The Djinn Waits a Hundred Years by Shubnum Khan
This novel takes place in a ruined mansion on the coast in Durban, South Africa. The main character is a teenage girl, Sana Malek. In 2014, she and her father Bilal move from an inland farm to live in a small apartment in this large house, Akbar Manzil. Akbar Manzil was built over a hundred years earlier, and was abandoned a few years later. The house was used for apartments once before, but abandoned again. Now a strange set of misfits live there. The owner is an old man they call Doctor. He has lived other places, but eventually found himself back in the town he was born in. His secrets are kept close until events and Sana's actions bring him to reveal them. A older thin woman named Razia Bibi seems at odds with her upstairs neighbour and complains a lot. Her neighbour, Fancy, a small woman has a bird named Mr. Patel that she sometimes brings into the hall so he can get more sunshine from the window there. Pinky was hired to clean the house, but eventually became overwhelmed at the task and stopped. She lives in a small room off the main kitchen, where she watches Bollywood movies. Zuleikha is more reclusive, leaving her former fame behind as she ages. As Sana learns about them she records their stories in her notebook, particularly when they talk of love.
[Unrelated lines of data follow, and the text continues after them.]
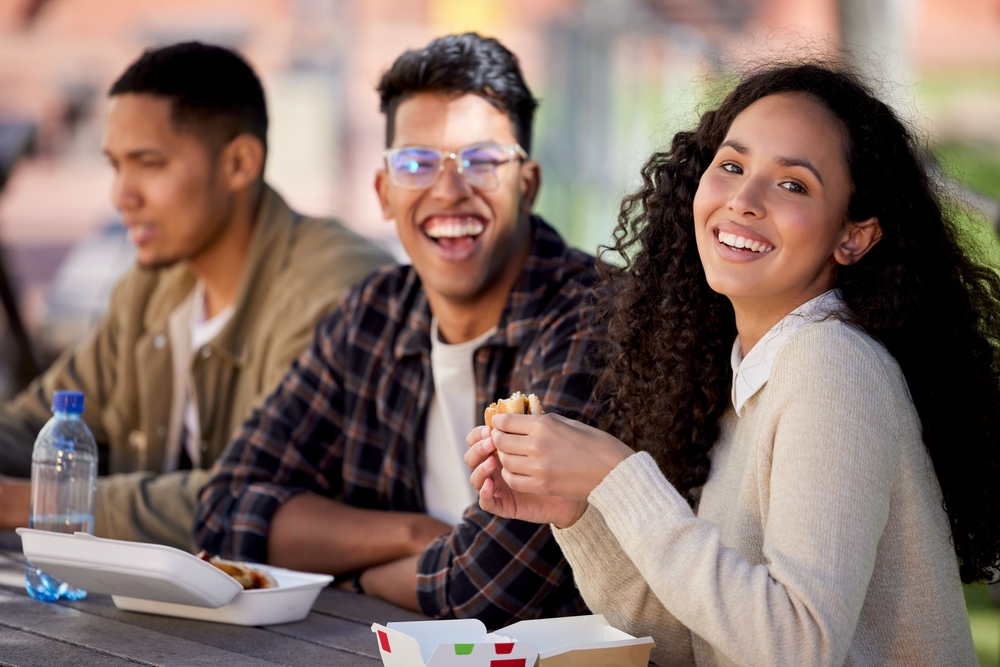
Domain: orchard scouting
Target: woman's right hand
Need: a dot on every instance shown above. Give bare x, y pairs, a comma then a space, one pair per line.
496, 496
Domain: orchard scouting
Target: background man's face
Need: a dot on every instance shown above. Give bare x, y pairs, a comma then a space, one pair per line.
165, 183
459, 269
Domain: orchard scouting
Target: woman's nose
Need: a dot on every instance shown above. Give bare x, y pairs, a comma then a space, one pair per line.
748, 199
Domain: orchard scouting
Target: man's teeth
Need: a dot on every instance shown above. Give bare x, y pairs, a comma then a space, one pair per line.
454, 229
735, 241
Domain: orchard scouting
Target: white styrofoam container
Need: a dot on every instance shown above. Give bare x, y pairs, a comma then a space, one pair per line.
132, 569
578, 641
289, 602
156, 579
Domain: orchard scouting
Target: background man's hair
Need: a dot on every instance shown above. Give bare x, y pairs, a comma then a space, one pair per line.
213, 92
460, 64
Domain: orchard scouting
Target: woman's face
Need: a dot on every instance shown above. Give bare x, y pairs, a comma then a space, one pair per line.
771, 210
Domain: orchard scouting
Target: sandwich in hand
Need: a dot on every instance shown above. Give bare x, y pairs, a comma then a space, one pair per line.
517, 404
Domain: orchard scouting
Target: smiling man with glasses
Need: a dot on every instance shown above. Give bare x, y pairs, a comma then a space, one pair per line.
354, 465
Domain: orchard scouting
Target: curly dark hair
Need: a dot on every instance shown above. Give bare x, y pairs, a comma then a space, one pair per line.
455, 65
935, 307
211, 89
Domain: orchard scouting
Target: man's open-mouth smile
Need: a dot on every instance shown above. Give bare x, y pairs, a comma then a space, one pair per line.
454, 233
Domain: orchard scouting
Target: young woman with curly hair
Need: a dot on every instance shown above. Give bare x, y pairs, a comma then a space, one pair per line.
815, 493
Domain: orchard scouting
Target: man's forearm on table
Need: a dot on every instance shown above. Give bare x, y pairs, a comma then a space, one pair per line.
394, 582
316, 534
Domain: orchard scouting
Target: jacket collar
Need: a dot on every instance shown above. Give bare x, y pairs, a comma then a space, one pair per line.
546, 258
269, 242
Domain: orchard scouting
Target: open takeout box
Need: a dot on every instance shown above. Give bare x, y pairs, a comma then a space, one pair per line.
576, 641
157, 579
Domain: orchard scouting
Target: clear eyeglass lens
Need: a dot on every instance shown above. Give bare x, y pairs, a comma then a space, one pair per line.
415, 167
485, 166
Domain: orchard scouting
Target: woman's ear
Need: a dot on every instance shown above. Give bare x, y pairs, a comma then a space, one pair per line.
858, 239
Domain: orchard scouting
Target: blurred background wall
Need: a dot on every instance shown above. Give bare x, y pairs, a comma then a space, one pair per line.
616, 79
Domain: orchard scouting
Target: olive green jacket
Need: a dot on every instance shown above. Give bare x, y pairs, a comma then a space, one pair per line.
297, 270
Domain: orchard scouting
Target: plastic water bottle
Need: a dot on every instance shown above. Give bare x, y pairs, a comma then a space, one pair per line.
63, 479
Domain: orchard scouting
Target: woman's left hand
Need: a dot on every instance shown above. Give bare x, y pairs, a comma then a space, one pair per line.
550, 455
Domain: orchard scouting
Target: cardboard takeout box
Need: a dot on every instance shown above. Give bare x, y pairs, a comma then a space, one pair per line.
578, 641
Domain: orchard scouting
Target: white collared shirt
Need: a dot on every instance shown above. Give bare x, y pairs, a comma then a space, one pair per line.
750, 373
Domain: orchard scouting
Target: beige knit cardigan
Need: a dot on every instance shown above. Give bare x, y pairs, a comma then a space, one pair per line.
819, 538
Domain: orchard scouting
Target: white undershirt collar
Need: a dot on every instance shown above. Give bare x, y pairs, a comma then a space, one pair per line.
750, 373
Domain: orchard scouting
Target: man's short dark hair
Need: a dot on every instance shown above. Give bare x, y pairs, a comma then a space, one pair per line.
212, 90
456, 65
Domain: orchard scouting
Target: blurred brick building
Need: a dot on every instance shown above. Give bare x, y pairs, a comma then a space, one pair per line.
616, 78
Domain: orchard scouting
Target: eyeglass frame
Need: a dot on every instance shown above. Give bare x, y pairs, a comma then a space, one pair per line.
515, 151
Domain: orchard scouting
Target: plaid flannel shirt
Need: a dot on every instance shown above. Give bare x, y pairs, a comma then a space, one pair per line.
348, 422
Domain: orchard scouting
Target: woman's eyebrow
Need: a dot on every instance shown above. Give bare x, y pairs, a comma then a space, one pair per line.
799, 162
736, 146
742, 149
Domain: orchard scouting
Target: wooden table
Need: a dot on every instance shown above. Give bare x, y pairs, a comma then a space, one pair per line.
93, 632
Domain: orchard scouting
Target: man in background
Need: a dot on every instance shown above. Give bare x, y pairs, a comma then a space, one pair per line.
228, 287
354, 465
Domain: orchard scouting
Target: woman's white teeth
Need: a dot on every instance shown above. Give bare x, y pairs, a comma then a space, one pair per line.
735, 241
453, 230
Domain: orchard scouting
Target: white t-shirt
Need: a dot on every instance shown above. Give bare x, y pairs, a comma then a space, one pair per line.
200, 332
447, 490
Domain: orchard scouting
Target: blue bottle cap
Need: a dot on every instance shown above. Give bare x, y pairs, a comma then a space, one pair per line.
67, 401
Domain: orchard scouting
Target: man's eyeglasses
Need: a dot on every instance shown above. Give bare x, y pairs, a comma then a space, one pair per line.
483, 166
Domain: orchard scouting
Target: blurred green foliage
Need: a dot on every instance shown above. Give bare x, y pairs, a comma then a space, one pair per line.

Sana is a quiet girl. Her mother died four years ago, and her twin sister died when they were babies. But her sister has haunted and tormented her for years, Sana is obsessed with the idea of love after seeing a couple kiss at a wedding, and she has searched since to discover how love affects the shape of things. She is curious about her new home and explores the house, venturing into distant hallways, and finding a floor in one wing where the hallway is filled with discarded items, from furniture to boxes of odds and ends. As she looks through these things, venturing further in, she finds a locked door, and begins to wonder what is beyond it. She also explores the garden behind the house, which is filled with cages, many of them broken and odd assortments of bones. . The garden has mostly gone wild, but Fancy gardens in the evenings, and Sana begins to spend time bringing it back to order as well. When Sana finds the room behind the locked door, she becomes obsessed with the woman who lived there, Meena, and reads her words, wanting to know her story.
We are introduced to the djinn of the title in the first chapter. It is 1932 and the djinn is weeping, hiding away deep in the house. When he hears things happening beyond his retreat, he wanders out, but sees only a mess of abandoned items, trunks and clothes. Outside the house, he looks up at it and wails. We gradually discover what he is grieving and this also leads us to the story of the house and its sad fate.
The writing here is lovely, drawing you into the story, as it uses the foreign words of its characters to add to the atmosphere. The djinn is interesting, a creature that moves about, obsessed with a past tragedy. The story as it gradually reveals itself is one of love and pain, one of moments of happiness and of great sadness. The setting of the house and its garden come to life for the reader, even in its abandoned rooms.